You can monitor the effect of these changes by using the netstat -s command and looking at the tcpListenDrop, tcpListenDropQ0, and tcpHalfOpenDrop values. Review them before adjusting these values. If the parameters are not set to zero, adjust the value to 2048 initially, and continue to monitor the netstat output.
The Web Server HTTP listener's listen queue setting and the related Solaris tcp_conn_req_max_q and tcp_conn_req_max_q0 settings are meant to match the throughput of the Web Server. These queues act as a "buffer" to manage the irregular rate of connections coming from web users. These queues allow Solaris to accept the connections and hold them until they are processed by the Web Server.
Do not accept more connections than the Web Server is able to process. Instead, limit the size of these queues and reject further connections than to accept excess connections and fail to service them.
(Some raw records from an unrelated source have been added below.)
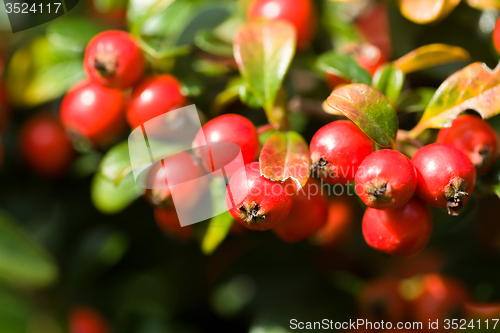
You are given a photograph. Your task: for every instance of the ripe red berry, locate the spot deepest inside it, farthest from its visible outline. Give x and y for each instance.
(338, 149)
(45, 147)
(181, 168)
(114, 60)
(446, 177)
(255, 201)
(309, 213)
(342, 213)
(168, 221)
(86, 320)
(229, 128)
(441, 298)
(496, 36)
(152, 97)
(299, 13)
(380, 300)
(386, 179)
(92, 111)
(401, 232)
(475, 138)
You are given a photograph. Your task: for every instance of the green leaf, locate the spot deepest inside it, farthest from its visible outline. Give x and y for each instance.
(110, 198)
(415, 100)
(369, 109)
(40, 72)
(285, 155)
(219, 225)
(72, 33)
(343, 65)
(429, 56)
(389, 80)
(264, 51)
(475, 87)
(22, 261)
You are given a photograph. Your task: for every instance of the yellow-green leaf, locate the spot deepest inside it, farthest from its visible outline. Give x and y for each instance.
(429, 56)
(369, 109)
(475, 87)
(264, 51)
(426, 11)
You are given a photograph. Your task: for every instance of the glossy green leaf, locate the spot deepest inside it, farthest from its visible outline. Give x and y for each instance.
(23, 262)
(285, 155)
(205, 40)
(369, 109)
(389, 80)
(110, 198)
(219, 225)
(264, 51)
(343, 65)
(475, 87)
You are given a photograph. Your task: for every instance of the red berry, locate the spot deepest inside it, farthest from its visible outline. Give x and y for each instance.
(45, 147)
(86, 320)
(152, 97)
(181, 168)
(299, 13)
(309, 213)
(333, 80)
(401, 232)
(342, 213)
(496, 36)
(386, 179)
(255, 201)
(93, 112)
(229, 128)
(381, 300)
(475, 138)
(446, 177)
(441, 298)
(114, 60)
(338, 149)
(168, 221)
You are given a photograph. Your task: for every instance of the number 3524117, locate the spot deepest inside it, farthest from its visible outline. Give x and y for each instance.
(25, 8)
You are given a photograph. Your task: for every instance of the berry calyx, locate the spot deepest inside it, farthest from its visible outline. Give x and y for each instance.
(257, 202)
(94, 112)
(401, 231)
(299, 13)
(337, 150)
(114, 60)
(152, 97)
(386, 179)
(446, 177)
(475, 138)
(45, 147)
(86, 320)
(229, 128)
(309, 213)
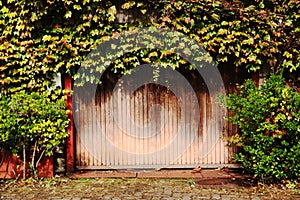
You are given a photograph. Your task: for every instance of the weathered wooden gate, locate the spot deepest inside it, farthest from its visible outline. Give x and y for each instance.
(149, 128)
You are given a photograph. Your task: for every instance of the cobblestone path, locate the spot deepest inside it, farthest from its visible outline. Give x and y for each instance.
(133, 188)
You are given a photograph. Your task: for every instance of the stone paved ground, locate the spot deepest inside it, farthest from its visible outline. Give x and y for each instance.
(136, 188)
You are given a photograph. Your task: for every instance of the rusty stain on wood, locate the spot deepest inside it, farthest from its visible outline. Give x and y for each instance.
(120, 128)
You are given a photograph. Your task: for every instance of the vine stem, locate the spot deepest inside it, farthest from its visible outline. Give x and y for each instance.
(24, 161)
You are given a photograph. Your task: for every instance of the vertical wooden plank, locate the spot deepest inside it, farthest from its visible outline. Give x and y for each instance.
(70, 145)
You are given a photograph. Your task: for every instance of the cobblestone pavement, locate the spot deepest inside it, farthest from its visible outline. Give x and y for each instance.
(135, 188)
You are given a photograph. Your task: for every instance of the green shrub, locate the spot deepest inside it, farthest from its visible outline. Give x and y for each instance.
(269, 130)
(32, 124)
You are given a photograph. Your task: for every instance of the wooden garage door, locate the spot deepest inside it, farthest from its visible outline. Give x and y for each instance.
(149, 128)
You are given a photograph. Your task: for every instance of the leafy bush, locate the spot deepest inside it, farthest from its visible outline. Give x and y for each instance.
(269, 130)
(32, 124)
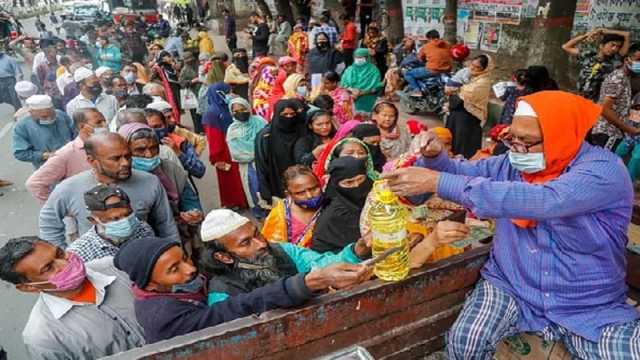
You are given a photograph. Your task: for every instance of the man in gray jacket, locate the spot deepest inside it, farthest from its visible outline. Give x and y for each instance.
(84, 311)
(110, 159)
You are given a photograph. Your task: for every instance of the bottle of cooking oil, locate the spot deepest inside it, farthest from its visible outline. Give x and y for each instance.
(388, 226)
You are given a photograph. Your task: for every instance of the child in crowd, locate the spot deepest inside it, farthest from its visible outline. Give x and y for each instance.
(395, 139)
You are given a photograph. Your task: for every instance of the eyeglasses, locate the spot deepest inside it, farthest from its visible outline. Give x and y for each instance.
(518, 146)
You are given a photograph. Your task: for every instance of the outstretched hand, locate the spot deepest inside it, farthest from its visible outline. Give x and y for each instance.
(337, 276)
(412, 181)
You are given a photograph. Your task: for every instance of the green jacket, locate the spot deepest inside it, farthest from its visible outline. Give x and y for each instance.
(304, 260)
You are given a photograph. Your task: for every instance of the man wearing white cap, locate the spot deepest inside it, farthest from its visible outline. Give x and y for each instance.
(44, 131)
(91, 95)
(70, 159)
(10, 72)
(104, 75)
(24, 90)
(238, 259)
(562, 210)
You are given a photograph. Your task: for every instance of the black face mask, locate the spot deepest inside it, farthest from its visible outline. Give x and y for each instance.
(377, 156)
(242, 63)
(242, 116)
(95, 90)
(120, 94)
(357, 195)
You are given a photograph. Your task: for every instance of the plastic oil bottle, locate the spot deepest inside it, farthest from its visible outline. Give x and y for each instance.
(388, 226)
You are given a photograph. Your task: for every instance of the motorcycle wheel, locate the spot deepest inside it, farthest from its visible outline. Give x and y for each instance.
(408, 106)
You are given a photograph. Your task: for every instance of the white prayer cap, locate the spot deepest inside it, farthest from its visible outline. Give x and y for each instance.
(219, 223)
(101, 70)
(159, 105)
(82, 73)
(39, 102)
(25, 89)
(524, 109)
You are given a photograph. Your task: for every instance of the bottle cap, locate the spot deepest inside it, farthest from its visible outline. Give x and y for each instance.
(383, 193)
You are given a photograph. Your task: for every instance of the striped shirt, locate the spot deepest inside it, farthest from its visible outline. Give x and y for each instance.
(91, 246)
(570, 269)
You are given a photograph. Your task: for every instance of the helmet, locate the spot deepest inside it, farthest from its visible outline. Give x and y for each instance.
(459, 52)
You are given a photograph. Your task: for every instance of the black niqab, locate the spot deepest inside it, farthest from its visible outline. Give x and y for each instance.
(339, 222)
(274, 147)
(366, 130)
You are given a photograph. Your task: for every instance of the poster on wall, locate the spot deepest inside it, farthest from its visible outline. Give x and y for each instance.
(490, 34)
(421, 16)
(471, 36)
(621, 14)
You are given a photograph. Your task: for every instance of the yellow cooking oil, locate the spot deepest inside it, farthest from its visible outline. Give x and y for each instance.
(388, 227)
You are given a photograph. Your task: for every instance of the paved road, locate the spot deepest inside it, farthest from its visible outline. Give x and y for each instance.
(19, 216)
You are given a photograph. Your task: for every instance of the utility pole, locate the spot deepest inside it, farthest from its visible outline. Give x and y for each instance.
(395, 31)
(450, 21)
(552, 28)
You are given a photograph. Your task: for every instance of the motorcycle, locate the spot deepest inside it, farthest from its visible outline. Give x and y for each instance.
(432, 99)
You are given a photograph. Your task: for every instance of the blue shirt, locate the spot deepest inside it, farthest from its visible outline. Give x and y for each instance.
(9, 67)
(32, 139)
(569, 269)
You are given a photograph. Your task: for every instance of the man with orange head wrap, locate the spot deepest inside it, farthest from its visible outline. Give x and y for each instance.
(562, 208)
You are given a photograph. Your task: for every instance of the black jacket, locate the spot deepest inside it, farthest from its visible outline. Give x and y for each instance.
(165, 317)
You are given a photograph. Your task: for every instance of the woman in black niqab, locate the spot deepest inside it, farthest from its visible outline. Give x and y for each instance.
(338, 224)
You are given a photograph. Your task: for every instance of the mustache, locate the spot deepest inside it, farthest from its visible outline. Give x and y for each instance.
(259, 271)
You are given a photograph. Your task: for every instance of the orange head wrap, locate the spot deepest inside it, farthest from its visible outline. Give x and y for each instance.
(564, 120)
(443, 134)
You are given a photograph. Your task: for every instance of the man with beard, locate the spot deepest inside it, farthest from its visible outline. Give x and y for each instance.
(83, 311)
(110, 160)
(236, 74)
(91, 95)
(170, 294)
(114, 223)
(260, 35)
(238, 259)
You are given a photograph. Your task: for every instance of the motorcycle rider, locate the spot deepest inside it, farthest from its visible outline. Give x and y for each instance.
(435, 52)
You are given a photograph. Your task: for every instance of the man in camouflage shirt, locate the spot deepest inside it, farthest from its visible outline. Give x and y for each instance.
(615, 98)
(595, 64)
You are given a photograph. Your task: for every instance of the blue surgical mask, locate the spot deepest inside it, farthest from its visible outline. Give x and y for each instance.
(145, 164)
(49, 121)
(192, 287)
(313, 203)
(301, 91)
(528, 163)
(161, 133)
(359, 61)
(120, 230)
(130, 78)
(101, 130)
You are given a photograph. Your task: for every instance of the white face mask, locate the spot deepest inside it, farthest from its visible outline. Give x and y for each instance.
(359, 61)
(528, 163)
(47, 121)
(98, 131)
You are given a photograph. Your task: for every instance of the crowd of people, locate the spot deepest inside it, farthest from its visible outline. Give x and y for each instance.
(297, 133)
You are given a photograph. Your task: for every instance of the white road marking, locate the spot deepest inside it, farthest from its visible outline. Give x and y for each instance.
(6, 129)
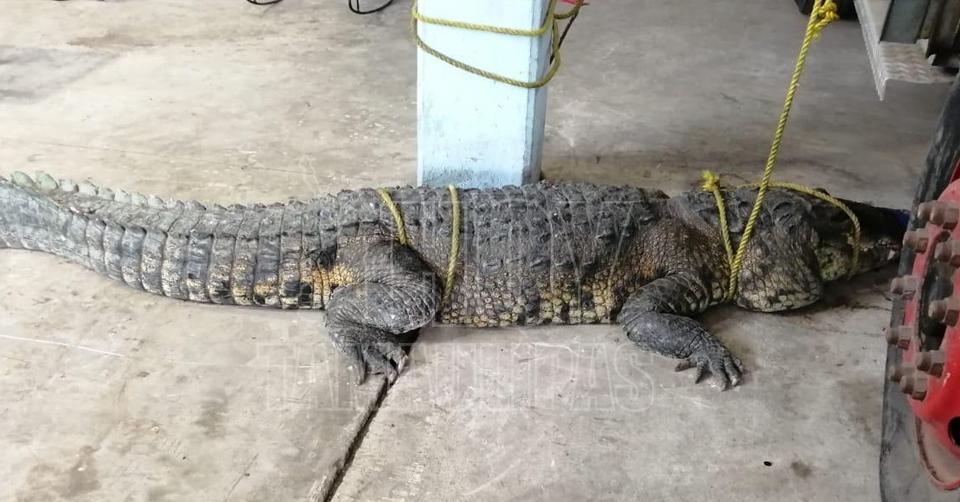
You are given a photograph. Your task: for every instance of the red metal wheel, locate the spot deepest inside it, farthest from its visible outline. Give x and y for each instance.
(929, 373)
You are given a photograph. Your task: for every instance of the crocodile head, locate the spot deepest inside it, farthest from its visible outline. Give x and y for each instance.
(881, 235)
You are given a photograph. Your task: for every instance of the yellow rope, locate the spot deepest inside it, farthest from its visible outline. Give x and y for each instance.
(454, 233)
(454, 243)
(549, 23)
(397, 217)
(822, 14)
(711, 183)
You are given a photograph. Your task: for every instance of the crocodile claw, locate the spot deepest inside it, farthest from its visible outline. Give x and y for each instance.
(382, 357)
(713, 358)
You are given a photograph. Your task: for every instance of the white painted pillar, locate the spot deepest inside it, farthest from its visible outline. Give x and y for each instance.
(473, 131)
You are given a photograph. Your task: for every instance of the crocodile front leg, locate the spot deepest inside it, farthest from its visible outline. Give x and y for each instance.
(656, 319)
(394, 292)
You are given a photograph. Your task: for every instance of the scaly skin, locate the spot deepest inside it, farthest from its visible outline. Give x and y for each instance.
(535, 254)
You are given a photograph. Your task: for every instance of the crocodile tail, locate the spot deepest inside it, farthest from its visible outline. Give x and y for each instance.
(28, 218)
(243, 254)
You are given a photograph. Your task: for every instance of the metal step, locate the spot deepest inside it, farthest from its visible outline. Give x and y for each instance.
(893, 61)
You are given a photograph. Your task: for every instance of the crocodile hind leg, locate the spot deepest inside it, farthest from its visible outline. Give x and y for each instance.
(656, 319)
(392, 292)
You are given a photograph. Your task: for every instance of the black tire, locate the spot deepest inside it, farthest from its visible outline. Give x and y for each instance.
(902, 477)
(844, 7)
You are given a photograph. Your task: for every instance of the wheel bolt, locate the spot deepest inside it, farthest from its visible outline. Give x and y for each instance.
(900, 373)
(905, 286)
(948, 252)
(900, 336)
(945, 215)
(914, 386)
(917, 240)
(946, 311)
(932, 362)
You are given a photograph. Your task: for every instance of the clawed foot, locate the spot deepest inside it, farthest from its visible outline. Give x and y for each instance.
(710, 355)
(383, 357)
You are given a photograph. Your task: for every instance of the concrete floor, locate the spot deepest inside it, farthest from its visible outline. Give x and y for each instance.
(106, 394)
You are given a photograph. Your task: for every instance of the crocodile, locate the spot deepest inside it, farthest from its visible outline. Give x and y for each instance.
(568, 253)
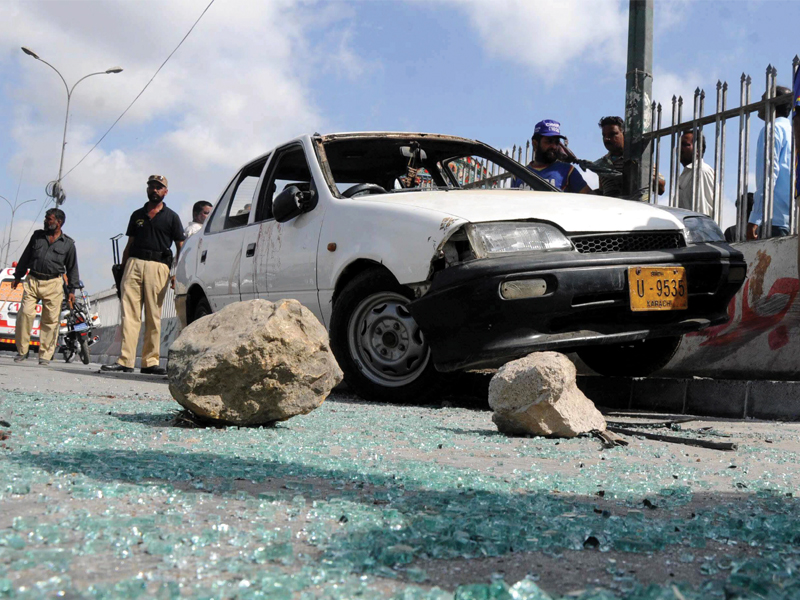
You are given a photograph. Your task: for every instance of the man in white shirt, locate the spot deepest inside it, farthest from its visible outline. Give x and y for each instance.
(200, 212)
(705, 186)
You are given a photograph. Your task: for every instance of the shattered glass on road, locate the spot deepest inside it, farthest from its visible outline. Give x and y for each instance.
(104, 497)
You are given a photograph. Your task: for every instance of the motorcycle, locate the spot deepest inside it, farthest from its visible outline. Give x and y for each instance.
(76, 327)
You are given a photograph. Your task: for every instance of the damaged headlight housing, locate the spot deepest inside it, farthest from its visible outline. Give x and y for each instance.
(491, 240)
(702, 229)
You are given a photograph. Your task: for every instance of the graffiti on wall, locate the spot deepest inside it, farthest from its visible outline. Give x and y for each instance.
(775, 314)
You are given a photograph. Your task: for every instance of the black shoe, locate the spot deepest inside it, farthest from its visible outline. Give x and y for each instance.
(116, 368)
(156, 370)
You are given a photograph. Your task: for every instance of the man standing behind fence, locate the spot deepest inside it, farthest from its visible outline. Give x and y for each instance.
(147, 259)
(781, 172)
(705, 184)
(613, 129)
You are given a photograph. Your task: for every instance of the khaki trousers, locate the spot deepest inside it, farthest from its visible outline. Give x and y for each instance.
(51, 293)
(144, 283)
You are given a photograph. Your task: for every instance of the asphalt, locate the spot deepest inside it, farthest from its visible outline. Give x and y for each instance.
(107, 491)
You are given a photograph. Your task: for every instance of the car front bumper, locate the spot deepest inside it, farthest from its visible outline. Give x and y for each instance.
(468, 324)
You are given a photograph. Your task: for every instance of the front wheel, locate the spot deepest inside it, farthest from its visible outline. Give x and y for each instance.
(202, 309)
(84, 351)
(378, 344)
(633, 359)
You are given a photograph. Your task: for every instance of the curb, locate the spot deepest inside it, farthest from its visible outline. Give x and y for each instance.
(726, 398)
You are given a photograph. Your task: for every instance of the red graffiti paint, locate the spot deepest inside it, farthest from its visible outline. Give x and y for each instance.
(753, 322)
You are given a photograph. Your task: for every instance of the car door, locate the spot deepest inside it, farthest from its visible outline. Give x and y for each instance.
(291, 252)
(222, 254)
(251, 242)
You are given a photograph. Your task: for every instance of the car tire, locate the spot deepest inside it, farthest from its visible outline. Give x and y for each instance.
(633, 359)
(203, 309)
(377, 343)
(84, 352)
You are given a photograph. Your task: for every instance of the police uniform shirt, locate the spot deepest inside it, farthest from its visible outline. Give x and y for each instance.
(156, 234)
(46, 260)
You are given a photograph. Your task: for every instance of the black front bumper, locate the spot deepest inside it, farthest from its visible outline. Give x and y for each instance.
(469, 325)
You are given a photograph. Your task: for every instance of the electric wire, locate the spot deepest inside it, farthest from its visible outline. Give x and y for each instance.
(142, 92)
(49, 200)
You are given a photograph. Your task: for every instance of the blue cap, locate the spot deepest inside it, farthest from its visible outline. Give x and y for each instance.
(548, 128)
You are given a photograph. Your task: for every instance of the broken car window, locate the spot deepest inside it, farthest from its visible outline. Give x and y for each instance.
(377, 164)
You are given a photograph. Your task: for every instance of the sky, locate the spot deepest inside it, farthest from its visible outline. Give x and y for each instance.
(256, 73)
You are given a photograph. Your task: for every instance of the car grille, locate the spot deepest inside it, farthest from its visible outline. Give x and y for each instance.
(628, 242)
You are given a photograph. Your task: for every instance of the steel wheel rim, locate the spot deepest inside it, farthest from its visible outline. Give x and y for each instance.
(385, 341)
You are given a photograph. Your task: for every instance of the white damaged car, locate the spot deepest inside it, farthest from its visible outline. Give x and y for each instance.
(410, 252)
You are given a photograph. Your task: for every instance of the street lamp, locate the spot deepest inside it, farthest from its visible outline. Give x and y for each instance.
(13, 208)
(57, 192)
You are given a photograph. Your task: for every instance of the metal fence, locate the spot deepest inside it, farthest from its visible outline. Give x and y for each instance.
(719, 119)
(481, 174)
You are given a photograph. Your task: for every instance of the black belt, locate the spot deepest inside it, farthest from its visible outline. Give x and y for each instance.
(162, 257)
(43, 276)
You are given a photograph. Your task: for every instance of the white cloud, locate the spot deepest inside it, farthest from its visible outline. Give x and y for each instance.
(666, 84)
(549, 36)
(237, 86)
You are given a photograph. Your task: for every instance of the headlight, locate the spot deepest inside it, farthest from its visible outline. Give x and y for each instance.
(702, 229)
(501, 239)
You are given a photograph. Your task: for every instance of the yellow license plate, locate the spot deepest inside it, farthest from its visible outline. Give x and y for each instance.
(658, 288)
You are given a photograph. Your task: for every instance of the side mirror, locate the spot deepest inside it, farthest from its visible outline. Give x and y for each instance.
(290, 203)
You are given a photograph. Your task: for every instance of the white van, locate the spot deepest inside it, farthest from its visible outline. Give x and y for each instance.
(10, 303)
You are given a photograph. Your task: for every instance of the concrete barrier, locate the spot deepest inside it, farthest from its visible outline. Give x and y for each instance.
(761, 340)
(106, 350)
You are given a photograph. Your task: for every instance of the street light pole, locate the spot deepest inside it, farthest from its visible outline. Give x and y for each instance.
(13, 208)
(57, 192)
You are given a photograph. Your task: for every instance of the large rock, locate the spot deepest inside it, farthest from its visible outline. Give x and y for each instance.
(253, 362)
(538, 395)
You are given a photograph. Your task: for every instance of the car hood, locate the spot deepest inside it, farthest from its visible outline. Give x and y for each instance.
(574, 213)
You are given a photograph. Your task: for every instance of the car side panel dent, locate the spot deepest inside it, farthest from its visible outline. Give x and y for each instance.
(403, 239)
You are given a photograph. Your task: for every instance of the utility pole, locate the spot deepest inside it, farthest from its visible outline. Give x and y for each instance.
(638, 95)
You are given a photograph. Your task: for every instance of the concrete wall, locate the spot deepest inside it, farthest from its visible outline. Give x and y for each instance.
(762, 338)
(106, 350)
(760, 341)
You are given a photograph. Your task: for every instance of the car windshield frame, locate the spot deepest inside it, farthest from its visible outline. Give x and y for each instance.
(339, 155)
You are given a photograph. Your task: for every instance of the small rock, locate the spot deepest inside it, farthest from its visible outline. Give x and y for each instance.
(252, 363)
(538, 394)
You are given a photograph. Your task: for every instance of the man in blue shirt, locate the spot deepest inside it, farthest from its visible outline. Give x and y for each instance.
(546, 152)
(781, 173)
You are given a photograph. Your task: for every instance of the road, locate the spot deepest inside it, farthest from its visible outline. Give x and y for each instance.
(107, 491)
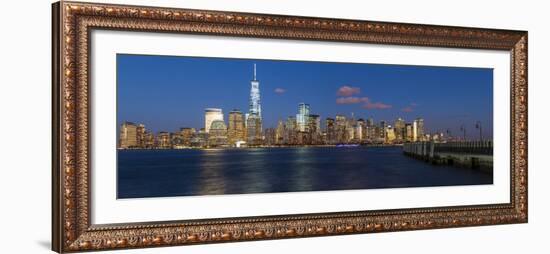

The value of 2048 for these three parameters typically reduces connection request failures, and improvement has been seen with values as high as 4096.
This adjustment is not expected to have any adverse impact in any web hosting environment, so you can consider this suggestion even if your system is not showing the symptoms mentioned.
If users are experiencing connection refused errors on a heavily loaded server, you can tune the use of network resources on the server.
When a TCP/IP connection is closed, the port is not reused for the duration of tcp_time_wait_interval (default value of 240000 milliseconds). This is to ensure that there are no leftover segments. The shorter the tcp_time_wait_interval, the faster precious network resources are again available. This parameter is changed by executing the following command. Do not reduce the parameter below 60000
usr/sbin/ndd -set /dev/tcp tcp_time_wait_interval 60000
If your system is not exhibiting the symptoms mentioned, and if you are not well-versed in tuning the TCP protocol, do not change the above parameter.
If you are seeing unpredictable intermittent slowdowns in network response from a consistently loaded server, investigate setting the sq_max_size parameter by adding the following line to the /etc/system file:
This setting adjusts the size of the sync queue, which transfers packets from the hardware driver to the TCP/IP protocol driver. Using the value of 512 allows the queue to accommodate high volumes of network traffic without overflowing.
The Solaris Network Cache and Accelerator (SNCA) is a caching server that provides improved web performance to the Solaris operating system.
It is assumed that SNCA has been configured for the system on which the Web Server is running. For more information about SNCA and its configuration and tuning, refer to the following man pages on your system:
This procedure assumes that SNCA has been configured, as discussed above.
From the Common Tasks page, choose a configuration and click Edit Configuration.
Click the HTTP Listeners tab and select the HTTP listener to edit.
On the Edit HTTP Listener page, set the Protocol Family to nca.
The HTTP listener must be listening on port 80 for this to work.
Save your changes.
Click the Performance tab.
Click the Cache sub tab.
On the Cache Settings page, make sure the file cache is enabled and enable Use Sendfile.
Save your changes.
Redeploy the configuration for your changes to take effect.
When configuring Web Server to be used with SNCA, disabling the thread pool provides better performance. These settings are on the configuration's Performance tab ⇒ HTTP sub tab, under Thread Pool Settings. To disable the thread pool, deselect the Thread Pool Enabled checkbox. You can also disable the thread pool using the wadm set-thread-pool-prop command's enabled property.
The thread pool can also be disabled with non-SNCA configurations, especially for cases in which short latency responses with no keep-alives must be delivered.